I was also surprised when I heard that ten free tickets for teens aged 16 through 19 are available on a first-come, first-served basis for each performance. This is the Phoenix’ contribution to Free Ticket February, a nine-year-old collaborative program of the League of Indianapolis Theatres designed to introduce young people to the arts.
(For information about additional participants, visit www.myspace.com/freeticketfebruary.)
I think it is great to introduce young people to the arts, but this show has some pretty mature content.
On the other hand, I know from hearing gamer teens talk about their computer activities that cursing, shooting, and butchering are common elements in popular games. Maybe “Inishmore” would be a perfect show for older teens who think live theatre is boring.
For any older teen, and for any adult, this show offers several layers of things to think about.

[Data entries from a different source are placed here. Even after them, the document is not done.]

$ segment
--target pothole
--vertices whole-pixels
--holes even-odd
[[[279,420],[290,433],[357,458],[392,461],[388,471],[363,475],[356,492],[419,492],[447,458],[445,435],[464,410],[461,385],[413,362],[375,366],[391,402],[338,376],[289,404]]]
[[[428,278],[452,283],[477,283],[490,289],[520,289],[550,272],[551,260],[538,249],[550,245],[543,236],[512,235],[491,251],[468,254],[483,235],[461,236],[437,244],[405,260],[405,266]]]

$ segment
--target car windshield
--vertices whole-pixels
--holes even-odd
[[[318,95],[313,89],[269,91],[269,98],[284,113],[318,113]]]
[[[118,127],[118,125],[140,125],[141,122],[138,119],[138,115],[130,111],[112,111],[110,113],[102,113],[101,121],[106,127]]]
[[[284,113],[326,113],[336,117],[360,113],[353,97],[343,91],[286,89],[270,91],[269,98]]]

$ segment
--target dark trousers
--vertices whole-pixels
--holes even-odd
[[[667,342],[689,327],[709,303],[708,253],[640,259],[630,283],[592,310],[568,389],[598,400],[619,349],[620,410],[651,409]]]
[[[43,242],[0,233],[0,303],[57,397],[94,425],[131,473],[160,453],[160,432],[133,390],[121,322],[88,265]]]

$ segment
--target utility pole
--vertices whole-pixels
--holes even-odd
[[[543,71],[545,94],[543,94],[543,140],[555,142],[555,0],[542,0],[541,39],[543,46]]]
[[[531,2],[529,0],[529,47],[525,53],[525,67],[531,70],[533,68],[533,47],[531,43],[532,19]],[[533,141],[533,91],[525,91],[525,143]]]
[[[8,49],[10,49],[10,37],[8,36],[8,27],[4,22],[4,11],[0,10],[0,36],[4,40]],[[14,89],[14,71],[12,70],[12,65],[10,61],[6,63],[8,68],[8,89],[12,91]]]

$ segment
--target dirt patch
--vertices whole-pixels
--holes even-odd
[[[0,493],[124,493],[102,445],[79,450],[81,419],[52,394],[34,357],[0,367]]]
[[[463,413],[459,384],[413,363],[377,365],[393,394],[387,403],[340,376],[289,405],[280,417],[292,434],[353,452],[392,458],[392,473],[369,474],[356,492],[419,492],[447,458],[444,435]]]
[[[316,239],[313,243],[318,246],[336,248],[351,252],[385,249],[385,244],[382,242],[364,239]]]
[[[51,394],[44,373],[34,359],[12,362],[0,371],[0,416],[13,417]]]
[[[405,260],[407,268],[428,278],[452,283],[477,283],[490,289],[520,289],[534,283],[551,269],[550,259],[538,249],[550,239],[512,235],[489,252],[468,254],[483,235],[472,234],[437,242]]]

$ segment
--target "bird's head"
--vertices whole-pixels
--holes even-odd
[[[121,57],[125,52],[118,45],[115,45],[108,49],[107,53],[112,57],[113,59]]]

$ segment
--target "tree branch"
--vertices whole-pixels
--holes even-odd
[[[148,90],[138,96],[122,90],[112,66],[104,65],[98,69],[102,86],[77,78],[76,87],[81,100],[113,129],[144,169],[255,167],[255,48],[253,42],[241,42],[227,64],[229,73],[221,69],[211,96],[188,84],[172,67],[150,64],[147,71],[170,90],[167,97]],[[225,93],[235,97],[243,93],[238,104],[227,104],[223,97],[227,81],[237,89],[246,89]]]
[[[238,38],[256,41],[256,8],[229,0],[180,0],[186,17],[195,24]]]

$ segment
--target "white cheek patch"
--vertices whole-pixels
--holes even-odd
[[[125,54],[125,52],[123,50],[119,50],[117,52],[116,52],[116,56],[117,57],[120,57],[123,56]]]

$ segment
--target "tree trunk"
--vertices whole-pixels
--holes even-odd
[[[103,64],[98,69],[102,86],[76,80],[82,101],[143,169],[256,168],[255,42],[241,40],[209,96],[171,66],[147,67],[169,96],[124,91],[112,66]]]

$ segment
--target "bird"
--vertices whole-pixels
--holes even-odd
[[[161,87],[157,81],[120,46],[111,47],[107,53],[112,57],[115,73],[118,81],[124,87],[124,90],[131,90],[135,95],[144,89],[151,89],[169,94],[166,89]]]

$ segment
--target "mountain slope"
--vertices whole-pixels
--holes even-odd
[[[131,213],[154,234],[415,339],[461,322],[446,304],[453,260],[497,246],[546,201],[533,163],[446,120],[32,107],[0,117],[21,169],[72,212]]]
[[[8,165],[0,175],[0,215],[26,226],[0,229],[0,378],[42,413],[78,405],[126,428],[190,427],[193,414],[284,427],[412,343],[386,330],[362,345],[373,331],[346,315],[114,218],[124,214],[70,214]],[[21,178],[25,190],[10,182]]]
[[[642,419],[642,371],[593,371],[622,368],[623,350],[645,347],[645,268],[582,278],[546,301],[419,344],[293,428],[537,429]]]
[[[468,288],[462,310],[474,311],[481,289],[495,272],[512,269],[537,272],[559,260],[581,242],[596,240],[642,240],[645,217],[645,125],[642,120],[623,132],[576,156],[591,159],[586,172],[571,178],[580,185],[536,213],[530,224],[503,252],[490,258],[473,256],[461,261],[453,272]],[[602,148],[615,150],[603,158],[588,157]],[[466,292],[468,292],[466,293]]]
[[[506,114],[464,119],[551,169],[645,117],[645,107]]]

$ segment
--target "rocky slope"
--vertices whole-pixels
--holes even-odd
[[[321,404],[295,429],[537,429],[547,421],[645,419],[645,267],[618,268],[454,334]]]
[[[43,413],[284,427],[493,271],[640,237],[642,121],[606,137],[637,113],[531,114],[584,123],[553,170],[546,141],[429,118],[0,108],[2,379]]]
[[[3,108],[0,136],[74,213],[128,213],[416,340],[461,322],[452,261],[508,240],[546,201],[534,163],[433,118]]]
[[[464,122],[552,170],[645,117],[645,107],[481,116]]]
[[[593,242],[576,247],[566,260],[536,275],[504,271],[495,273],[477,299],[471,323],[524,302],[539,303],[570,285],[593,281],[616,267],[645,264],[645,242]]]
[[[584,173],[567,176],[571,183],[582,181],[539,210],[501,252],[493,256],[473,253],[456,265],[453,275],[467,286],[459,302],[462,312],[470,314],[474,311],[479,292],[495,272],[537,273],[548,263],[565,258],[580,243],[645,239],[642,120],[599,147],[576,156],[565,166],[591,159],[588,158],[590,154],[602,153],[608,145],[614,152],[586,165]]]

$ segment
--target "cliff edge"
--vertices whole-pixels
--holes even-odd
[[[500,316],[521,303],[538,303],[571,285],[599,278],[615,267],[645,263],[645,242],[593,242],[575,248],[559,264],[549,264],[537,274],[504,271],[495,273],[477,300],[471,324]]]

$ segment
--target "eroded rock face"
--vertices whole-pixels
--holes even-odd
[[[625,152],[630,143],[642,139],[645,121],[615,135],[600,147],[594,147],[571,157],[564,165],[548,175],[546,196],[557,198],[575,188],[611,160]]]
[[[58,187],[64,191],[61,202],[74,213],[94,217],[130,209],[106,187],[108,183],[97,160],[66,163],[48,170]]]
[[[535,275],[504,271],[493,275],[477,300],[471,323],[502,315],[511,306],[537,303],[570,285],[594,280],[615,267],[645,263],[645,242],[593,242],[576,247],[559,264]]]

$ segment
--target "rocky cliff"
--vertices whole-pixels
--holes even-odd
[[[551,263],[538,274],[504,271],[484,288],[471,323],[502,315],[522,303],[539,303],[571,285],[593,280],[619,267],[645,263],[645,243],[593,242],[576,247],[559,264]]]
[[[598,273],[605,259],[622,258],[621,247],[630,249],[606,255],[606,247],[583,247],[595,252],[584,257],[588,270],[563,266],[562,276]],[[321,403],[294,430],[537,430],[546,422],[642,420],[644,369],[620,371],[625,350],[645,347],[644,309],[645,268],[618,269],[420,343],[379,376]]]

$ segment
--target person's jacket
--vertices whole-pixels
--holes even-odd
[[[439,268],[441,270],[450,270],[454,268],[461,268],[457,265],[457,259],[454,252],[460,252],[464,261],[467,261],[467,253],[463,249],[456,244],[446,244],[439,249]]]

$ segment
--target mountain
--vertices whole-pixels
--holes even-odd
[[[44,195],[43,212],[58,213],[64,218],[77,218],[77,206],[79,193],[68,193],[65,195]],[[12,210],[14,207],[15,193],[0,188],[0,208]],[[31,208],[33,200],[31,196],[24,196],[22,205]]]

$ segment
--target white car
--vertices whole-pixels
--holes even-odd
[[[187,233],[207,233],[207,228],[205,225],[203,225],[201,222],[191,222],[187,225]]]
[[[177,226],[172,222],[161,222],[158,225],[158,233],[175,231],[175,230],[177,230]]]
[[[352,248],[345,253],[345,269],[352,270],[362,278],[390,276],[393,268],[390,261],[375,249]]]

Everyone in this play has something or someone that he or she cares about enough to risk his life over – whether it is his hairstyle or his insistence on proper quote citations or his cat – but everyone is also hollow inside from living so long with unrelenting violence. The theme of “blindness” is layered into the story several times, as is the idea of madness.
Along with a wealth of intriguing special effects and a lot of unexpected laughs, this piece offers good food for thought about the ultimate absurdity of terrorism or any other kind of fanaticism.